When Trump was first elected in 2016, he lacked the experience, the team, and the vision to wield power effectively. He had never held elected office at any level. He lacked a detailed or sophisticated understanding of how the federal bureaucracy works. He barely had any loyal followers in Washington. Many senior staffers in his administration tried to do what they could to stop the administration from engaging in the most extreme or unsavory actions. Congressional Republicans, including the Speaker of the House, eyed him with great skepticism. And while he already believed himself to be the only legitimate representative of the people, he did not have a conscious plan to undermine checks and balances; in the early years of his presidency, conflicts with independent institutions arose piecemeal whenever someone somewhere told him that he did not have the authority to do something he wanted.
If Trump returns to power in 2024, he will not be constrained in the same ways.
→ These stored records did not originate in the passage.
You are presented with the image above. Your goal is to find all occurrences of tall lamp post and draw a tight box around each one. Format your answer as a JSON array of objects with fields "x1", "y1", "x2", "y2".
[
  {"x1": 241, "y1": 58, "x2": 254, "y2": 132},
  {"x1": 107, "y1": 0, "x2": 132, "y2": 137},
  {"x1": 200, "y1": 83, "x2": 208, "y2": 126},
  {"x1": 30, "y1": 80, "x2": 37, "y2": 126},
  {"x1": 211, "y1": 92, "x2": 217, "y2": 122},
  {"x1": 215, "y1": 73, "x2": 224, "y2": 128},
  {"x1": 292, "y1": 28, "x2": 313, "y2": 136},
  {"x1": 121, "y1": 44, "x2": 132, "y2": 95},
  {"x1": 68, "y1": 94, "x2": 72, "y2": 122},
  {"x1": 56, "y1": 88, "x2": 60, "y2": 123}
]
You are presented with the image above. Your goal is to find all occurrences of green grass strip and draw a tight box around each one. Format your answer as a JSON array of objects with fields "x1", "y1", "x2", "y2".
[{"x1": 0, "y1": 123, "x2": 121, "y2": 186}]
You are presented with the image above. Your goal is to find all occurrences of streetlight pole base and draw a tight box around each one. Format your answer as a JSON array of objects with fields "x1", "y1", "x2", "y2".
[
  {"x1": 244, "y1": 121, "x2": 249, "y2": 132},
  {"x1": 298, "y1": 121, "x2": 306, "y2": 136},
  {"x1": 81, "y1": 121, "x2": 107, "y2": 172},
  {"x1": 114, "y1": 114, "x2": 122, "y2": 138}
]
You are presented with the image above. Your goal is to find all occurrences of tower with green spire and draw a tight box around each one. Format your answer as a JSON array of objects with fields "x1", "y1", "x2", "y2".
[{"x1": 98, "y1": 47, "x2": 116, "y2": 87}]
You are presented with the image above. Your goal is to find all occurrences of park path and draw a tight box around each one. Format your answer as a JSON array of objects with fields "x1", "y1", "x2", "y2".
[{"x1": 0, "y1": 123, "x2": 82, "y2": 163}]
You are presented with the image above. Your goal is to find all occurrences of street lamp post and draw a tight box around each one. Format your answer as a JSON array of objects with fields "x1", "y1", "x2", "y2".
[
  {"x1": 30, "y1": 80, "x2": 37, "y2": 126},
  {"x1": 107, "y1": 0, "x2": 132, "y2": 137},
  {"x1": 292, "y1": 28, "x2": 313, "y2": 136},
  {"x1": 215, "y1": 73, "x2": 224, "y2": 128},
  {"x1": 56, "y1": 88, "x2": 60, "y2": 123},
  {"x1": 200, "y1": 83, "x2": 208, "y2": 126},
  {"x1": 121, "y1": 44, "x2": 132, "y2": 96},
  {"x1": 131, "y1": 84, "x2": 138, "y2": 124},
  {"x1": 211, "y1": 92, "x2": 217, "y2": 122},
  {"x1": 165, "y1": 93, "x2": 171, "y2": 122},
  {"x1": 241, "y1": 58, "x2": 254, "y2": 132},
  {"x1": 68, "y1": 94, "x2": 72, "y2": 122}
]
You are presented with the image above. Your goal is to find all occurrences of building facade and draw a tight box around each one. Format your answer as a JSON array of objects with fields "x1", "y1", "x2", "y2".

He now has four years of experience governing the country. He has come to have a much better understanding of what it takes to translate his wishes into reality. He has built up a deep bench of loyal followers who also have significant experience in the executive branch. This time around, his most senior appointees are unlikely to balk at pursuing an immoral or even unconstitutional course of action. Nearly all Republican members of Congress who were willing to defy Trump have retired or lost their primaries. And consolidating his power is now likely to be the top item of Trump’s agenda from his first day in office.
There is even more reason than in the past to believe that Trump has the will and the skill to subvert American democracy. Scarily, there is also good reason to fear that he might soon have the opportunity—perhaps even if he narrowly loses in 2024.